President Trump tried unsuccessfully to have the Justice Department fire Special Counsel Robert Mueller, according to the redacted version of Mueller’s final report released Thursday.
White House Counsel Don McGahn told Mueller’s investigators that in June 2017, a month to the day after Mueller was appointed, Trump called McGahn and directed him to tell the acting attorney general “Mueller has to go,” according to the report.
McGahn refused the president’s request, later telling White House Staff Secretary Rob Porter that he had planned to resign rather than follow through on the directive. However, he said he had not told Trump specifically that he planned to quit.
Seven months later, in January 2018, Trump’s efforts to have McGahn initiate the process of terminating Mueller were splashed across the pages of the New York Times and Washington Post, frustrating the president, who called McGahn into the Oval Office for a private meeting.

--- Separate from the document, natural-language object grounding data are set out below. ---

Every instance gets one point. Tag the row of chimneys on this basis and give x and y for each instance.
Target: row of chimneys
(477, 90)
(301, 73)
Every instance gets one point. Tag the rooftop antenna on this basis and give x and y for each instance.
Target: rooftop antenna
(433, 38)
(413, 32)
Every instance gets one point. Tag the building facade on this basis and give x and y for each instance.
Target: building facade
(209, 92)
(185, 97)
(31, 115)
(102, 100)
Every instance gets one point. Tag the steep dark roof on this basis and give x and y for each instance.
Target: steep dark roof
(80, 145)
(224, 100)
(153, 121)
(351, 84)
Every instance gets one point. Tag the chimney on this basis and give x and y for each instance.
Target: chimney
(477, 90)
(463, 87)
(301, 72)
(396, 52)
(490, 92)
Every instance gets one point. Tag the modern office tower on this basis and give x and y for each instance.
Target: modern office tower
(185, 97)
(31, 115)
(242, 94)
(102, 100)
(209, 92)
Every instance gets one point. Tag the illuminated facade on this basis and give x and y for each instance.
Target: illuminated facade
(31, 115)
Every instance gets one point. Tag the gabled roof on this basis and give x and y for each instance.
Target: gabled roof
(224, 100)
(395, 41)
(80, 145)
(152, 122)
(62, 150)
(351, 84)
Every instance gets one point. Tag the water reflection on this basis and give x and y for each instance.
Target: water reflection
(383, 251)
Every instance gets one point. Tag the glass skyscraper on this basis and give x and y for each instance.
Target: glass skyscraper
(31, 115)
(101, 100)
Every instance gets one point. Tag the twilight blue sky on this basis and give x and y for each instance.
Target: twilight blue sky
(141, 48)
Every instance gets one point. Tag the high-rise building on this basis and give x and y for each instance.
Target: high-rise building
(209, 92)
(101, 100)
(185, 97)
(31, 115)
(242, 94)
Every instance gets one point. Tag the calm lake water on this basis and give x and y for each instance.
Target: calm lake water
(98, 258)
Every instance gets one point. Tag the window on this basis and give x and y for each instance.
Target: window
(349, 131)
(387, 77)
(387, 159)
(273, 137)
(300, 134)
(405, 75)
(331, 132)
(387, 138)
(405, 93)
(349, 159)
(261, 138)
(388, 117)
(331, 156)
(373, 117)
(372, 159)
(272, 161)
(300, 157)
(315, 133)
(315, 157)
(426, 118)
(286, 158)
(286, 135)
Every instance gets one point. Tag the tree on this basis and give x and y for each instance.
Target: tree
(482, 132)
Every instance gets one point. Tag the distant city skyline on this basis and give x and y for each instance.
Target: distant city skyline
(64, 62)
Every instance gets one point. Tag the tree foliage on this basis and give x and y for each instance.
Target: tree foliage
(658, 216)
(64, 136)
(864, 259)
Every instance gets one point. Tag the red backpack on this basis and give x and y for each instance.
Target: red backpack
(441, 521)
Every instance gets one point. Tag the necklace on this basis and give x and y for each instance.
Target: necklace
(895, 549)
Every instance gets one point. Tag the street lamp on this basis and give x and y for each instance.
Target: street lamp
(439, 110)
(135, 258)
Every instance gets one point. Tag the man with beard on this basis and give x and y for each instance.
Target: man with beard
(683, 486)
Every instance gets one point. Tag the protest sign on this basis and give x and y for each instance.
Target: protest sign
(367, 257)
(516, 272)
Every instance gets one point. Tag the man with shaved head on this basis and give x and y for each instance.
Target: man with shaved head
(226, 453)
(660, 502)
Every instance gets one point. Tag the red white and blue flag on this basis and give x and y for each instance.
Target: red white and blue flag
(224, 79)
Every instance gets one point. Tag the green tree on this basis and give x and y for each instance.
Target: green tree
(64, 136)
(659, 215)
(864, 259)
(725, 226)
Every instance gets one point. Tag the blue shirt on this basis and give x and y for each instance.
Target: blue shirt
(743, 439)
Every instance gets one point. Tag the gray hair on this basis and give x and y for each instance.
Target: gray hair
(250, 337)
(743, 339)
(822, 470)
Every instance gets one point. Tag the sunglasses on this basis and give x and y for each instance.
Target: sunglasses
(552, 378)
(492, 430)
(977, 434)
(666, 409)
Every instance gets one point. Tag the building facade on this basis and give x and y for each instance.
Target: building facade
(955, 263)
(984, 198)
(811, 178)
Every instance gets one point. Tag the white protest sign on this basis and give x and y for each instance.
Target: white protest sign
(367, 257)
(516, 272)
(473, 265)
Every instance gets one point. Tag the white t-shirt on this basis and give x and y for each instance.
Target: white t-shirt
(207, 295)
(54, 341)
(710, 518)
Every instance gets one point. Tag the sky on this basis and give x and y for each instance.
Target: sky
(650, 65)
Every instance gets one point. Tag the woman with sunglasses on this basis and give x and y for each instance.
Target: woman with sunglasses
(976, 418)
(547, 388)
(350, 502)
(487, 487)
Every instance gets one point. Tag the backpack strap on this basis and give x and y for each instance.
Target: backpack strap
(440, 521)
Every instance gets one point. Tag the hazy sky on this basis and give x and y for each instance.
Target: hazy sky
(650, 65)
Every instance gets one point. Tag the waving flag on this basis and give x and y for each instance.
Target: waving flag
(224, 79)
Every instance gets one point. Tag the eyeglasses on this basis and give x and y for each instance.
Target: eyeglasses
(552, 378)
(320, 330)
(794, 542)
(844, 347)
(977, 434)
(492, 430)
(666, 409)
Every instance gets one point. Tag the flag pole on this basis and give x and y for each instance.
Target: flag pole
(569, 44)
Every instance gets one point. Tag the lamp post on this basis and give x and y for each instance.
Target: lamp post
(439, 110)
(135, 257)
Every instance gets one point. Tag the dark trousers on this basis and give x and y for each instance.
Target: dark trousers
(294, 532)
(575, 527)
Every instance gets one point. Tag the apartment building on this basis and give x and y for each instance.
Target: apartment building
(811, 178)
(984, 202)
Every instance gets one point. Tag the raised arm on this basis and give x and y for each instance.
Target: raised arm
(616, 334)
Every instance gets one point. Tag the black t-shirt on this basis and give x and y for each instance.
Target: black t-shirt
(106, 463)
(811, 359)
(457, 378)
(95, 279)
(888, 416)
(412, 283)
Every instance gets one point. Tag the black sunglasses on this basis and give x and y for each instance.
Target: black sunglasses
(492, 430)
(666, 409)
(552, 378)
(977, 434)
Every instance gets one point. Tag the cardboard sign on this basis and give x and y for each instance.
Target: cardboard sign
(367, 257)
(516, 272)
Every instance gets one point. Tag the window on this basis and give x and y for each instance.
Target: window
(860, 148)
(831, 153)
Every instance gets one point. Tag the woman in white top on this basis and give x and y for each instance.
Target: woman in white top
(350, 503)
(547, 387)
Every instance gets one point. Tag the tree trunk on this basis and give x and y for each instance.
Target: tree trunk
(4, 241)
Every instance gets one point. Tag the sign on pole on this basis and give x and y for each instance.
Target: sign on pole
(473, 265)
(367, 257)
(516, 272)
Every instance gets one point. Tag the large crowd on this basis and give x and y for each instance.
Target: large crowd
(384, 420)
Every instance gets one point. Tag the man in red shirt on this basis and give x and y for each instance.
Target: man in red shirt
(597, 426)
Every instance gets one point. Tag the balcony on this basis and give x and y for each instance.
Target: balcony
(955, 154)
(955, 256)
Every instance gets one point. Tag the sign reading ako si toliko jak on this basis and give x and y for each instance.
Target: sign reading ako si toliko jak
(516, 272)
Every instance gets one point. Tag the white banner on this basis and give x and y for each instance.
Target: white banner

“Fake news, folks. Fake news. A typical New York Times fake story,” Trump said at the time.
Trump made “repeated attempts to get McGahn to change his story,” and asked him to put out a statement and later a letter refuting the news stories, both requests McGahn refused, objecting that the media reports were correct, the Mueller report says. McGahn also “shrugged off” the idea Trump might fire him, saying “the optics would be terrible if the President followed through with firing him on that basis.”
Porter told the special counsel that he recalled Trump saying of McGahn, “If he doesn’t write a letter, then maybe I’ll have to get rid of him.” Porter added that Trump referred to McGahn as a “lying bastard” who had leaked to the press to boost his own reputation.
Trump also complained about McGahn’s interview with Mueller’s team and asked him why he had told the investigators about being directed to have the special counsel removed. He criticized McGahn’s note-taking habit as well, telling him, “Lawyers don’t take notes.”
McGahn later told the special counsel that Trump said to him, “I never said to fire Mueller. I never said ‘fire. ‘ This story doesn’t look good. You need to correct this. You’re the White House counsel.”
The president argued during the Oval Office meeting that he had meant for McGahn to raise the issue of Mueller’s conflicts of interest with Deputy Attorney General Rod Rosenstein and leave the decision to Rosenstein, but McGahn responded that that was not how he had understood Trump’s directive.
“The President’s personal counsel called McGahn’s counsel and relayed that the president was ‘fine’ with McGahn” after the meeting, the report said.
“Substantial evidence indicates that in repeatedly urging McGahn to dispute that he was ordered to have the Special Counsel terminated, the President acted for the purpose of influencing McGahn’s account in order to deflect or prevent further scrutiny of the President’s conduct towards the investigation,” the report concluded.